Monday 11 June 2012

sendromlarim

bu sabah da her zamanki gibi geleneksel pazartesi sendromumu yasadim. ofise gitmemek icin yapmadigim halt kalmadi ama neticede gorece gec bir vakit olsa bile yine ofiste idim ve her zamanki depresyon sarkimi dinlemeye koyulmustum. t tatile gittigi icin yalniz basima daha da depresmistim.
klasiktir,
her pazartesi emekliligime ne kadar kaldigini dusunur, etrafimdaki yasli insanlara bakarak OMG derim. bugun de dedim ve fakat bugun bir de AMK ekledim arkasina zira bizim ofisteki yaslisi genci hepsi hayatindan memnun resmen. gencler tarz ve hirs yapmis, yaslilar yaslari vesilesi ile sahip olduklari makamdan memnunlar, bir kac yil daha cepleri doldururlar. AMK. ve hatta DABIL AMK.

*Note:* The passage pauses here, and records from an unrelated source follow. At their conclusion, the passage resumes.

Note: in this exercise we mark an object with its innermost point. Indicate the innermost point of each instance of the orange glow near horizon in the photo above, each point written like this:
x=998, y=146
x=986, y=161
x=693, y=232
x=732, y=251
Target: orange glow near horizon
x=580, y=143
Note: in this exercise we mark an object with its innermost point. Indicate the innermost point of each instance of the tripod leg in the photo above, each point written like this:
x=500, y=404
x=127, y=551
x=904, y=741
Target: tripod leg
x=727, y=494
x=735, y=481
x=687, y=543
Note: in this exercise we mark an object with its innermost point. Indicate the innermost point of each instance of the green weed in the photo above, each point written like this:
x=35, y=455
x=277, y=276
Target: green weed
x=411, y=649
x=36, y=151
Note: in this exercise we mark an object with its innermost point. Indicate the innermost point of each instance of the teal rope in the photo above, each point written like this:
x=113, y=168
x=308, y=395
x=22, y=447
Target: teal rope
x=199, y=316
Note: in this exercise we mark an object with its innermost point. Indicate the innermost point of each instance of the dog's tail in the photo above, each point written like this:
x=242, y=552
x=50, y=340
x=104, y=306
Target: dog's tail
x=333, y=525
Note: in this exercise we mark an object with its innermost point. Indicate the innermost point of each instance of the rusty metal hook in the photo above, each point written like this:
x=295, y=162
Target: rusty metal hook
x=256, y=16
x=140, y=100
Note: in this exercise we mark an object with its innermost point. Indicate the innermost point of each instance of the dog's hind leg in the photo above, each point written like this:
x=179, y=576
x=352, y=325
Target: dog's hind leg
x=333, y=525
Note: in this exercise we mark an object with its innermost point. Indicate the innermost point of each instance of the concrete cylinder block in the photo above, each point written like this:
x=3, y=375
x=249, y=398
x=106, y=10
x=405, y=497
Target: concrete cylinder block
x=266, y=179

bir benim o masada otururken hayati, gelecek gunleri, gidemedigi tatillerI, kopek gibi calistigi icin diger seylere ayiracagi vakitleri olmayan. sonra cok uzuldum, orton'u aradim. kahve icmeye gittik. arnavutkoy'e yuruduk. orada cekim icin bir eve bakmam gerekiyordu ve ne guzel bir semtimdi. sonra eve baktim, bu evi bana versene ya diycektim ev sahibi kadina. utandigim icin evin girisinde duran garip kirmizi heykelin kulagina fisildadim: abi baska isin yok mu burda dikilmissin dedim heykele. ev sahibi kadin duydu galiba. cok utandim. eve dondum. simdi de sali sendromuma hazirlaniyorum.